A 32‐year‐old West African man with a history of malaria presented to the ER with dizziness, severe fatigue, palpitations, and dyspnea on exertion. On initial assessment, he was found to have sublingual icterus, bounding peripheral pulses, tachycardia, and a loud systolic murmur. Chest x‐ray revealed bilateral hazy lung opacities and laboratory values were notable for hemoglobin (Hgb) 5.5 g/dL, nucleated RBCs 58%, LDH 1084 IU/L, and haptoglobin < 5 mg/dL Blood and urine cultures were negative as were smears for parasites. Direct Coombs' test was positive, and warm IgG autoantibodies were detected. Consequently, the patient was diagnosed with warm autoimmune hemolytic anemia (WAIHA). The patient was initiated on high‐dose prednisone and transfused with 4 units of O‐incompatible pRBCs, which increased Hgb to 9.5 g/dL Subsequent testing revealed HIV‐1 positivity with a CD4 count of 932 cells/μL and a viral load of 145,715 copies/mL. Hepatitis B core antibody and surface antigen were also positive, with a viral load of 667 IU/mL. High‐dose prednisone therapy was supplemented with intravenous immunoglobulins (IVIG) to accelerate long‐term recovery.

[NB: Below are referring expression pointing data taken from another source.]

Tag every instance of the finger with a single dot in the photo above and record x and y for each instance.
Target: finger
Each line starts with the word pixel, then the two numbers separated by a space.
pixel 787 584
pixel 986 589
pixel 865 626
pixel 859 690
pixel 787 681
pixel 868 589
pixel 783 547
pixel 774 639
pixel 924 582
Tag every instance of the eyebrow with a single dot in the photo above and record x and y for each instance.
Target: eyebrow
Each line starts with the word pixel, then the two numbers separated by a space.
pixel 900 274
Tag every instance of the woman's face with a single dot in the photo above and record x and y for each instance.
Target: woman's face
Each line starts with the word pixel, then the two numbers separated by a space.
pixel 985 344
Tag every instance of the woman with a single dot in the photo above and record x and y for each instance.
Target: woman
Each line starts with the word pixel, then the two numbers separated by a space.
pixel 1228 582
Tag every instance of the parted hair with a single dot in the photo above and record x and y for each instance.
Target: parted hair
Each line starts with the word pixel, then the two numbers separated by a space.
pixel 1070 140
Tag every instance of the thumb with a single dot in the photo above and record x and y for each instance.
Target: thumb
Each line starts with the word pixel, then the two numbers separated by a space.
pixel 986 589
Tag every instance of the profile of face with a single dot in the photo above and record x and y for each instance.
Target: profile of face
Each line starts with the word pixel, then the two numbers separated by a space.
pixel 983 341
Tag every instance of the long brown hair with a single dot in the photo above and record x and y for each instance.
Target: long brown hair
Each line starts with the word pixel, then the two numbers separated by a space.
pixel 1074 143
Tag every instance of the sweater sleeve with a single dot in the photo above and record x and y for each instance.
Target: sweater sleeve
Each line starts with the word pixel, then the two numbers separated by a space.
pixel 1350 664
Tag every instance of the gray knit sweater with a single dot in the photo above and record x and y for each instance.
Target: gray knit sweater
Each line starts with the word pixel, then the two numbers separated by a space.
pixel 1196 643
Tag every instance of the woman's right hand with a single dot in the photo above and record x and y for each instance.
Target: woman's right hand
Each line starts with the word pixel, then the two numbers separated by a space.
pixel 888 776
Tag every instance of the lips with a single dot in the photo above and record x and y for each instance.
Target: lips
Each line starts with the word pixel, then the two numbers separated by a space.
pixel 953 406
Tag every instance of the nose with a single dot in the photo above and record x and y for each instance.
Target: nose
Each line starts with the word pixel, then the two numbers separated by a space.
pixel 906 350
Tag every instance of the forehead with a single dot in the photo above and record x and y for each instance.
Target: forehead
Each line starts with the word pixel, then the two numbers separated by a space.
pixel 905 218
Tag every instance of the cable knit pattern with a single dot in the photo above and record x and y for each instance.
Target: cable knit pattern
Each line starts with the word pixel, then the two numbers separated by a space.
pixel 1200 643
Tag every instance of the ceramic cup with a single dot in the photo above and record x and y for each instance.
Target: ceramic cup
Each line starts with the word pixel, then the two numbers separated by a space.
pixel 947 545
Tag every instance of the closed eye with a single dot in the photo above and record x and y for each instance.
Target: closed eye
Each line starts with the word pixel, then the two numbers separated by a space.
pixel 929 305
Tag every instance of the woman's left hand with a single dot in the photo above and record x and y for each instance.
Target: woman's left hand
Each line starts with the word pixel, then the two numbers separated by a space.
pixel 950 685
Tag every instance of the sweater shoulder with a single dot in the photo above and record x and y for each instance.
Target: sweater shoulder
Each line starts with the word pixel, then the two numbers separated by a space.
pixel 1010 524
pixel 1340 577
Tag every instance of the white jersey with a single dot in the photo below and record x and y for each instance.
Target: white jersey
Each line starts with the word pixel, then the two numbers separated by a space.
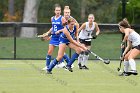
pixel 134 38
pixel 86 33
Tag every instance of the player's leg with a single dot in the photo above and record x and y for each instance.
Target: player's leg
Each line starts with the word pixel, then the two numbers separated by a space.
pixel 80 60
pixel 74 56
pixel 61 64
pixel 61 51
pixel 85 58
pixel 126 65
pixel 48 56
pixel 135 52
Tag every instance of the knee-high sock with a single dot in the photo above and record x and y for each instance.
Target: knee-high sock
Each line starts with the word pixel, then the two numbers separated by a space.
pixel 80 58
pixel 132 64
pixel 85 59
pixel 74 56
pixel 66 58
pixel 52 65
pixel 48 60
pixel 62 60
pixel 126 65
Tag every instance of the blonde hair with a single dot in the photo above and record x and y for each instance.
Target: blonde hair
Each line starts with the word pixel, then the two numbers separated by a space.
pixel 71 20
pixel 66 8
pixel 124 23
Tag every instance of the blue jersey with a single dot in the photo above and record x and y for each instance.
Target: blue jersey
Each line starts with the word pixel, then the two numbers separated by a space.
pixel 56 25
pixel 64 39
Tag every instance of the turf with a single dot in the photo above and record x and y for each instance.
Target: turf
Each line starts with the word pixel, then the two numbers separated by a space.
pixel 25 76
pixel 106 45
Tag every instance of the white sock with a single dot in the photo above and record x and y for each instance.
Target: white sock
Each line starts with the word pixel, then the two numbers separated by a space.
pixel 126 66
pixel 80 58
pixel 132 64
pixel 85 59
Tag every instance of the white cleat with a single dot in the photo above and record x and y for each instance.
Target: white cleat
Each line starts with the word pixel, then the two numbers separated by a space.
pixel 45 68
pixel 72 66
pixel 61 65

As an outpatient, the patient was started on emtricitabine‐tenofovir and raltegravir. Two months after diagnosis, he completed steroid treatment with a stable Hgb of 13.8 g/dL and HIV‐1 and HBV viral loads of 29 copies/mL and undetectable, respectively.

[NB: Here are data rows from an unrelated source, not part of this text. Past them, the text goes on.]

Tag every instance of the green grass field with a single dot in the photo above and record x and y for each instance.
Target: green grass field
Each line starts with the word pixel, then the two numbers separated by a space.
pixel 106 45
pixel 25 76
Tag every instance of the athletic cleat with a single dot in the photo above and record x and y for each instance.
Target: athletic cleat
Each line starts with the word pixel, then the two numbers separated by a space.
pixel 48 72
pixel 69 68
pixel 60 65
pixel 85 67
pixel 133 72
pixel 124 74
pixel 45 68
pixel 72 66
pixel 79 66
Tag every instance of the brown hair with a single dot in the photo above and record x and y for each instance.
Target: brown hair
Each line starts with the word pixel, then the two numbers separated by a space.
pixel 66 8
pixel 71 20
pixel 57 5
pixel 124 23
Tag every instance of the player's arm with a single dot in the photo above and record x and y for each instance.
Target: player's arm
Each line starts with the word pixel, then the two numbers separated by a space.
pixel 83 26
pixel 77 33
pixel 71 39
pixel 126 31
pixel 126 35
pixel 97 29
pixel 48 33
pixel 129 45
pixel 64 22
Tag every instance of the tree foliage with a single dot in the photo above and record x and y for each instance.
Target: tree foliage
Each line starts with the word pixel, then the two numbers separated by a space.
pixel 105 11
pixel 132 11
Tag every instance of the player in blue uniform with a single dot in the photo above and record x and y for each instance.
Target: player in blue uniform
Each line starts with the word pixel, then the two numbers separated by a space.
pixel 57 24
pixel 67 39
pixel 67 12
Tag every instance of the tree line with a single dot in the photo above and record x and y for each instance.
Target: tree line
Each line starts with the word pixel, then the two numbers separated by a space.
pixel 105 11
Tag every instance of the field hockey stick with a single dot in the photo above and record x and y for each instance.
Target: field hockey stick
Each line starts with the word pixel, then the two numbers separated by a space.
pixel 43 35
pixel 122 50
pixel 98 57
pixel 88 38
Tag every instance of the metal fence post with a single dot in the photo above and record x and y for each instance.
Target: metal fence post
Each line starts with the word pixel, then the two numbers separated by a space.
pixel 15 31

HIV usually presents acutely with a mononucleosis‐like retroviral syndrome or with opportunistic infections characteristic of AIDS. In this patient, HIV‐1 infection presented with WAIHA in what would have normally been the clinically latent stage of disease. HIV‐1 infection, known to cause immune deregulation, has been linked to many hypergammaglobulinemia‐associated autoimmune phenomena, the most common being SLE, ITP, and APLS. Clinically overt WAIHA, however, is an exceedingly rare presentation. WAIHA is a rare autoimmune disorder characterized by auto‐antibody‐mediated lysis of RBCs in circulation. Clinical symptoms result from the acute anemia and the compensatory hyperdynamic state. It is most commonly idiopathic, but can be precipitated by autoimmune diseases, lymphoid cancers, certain drugs, alloreactions, and viral infections — as in this case. Short‐term morbidity and mortality usually results from pulmonary edema, myocardial infarction, or fatal arrhythmias. First‐line therapy is high‐dose corticosteroids tapered over weeks to months, but additional salvage therapies include splenectomy and immunomodulatory agents such as azathioprine, rituximab, or IVIG.
Hospitalists should be aware of known risk factors for developing WAIHA for appropriate identification of codiagnoses. Severe cases of WAIHA can be lethal and should be managed aggressively with a blood bank worker as a liaison. HIV‐1‐induced immune deregulation can precipitate a wide variety of autoimmune phenomena.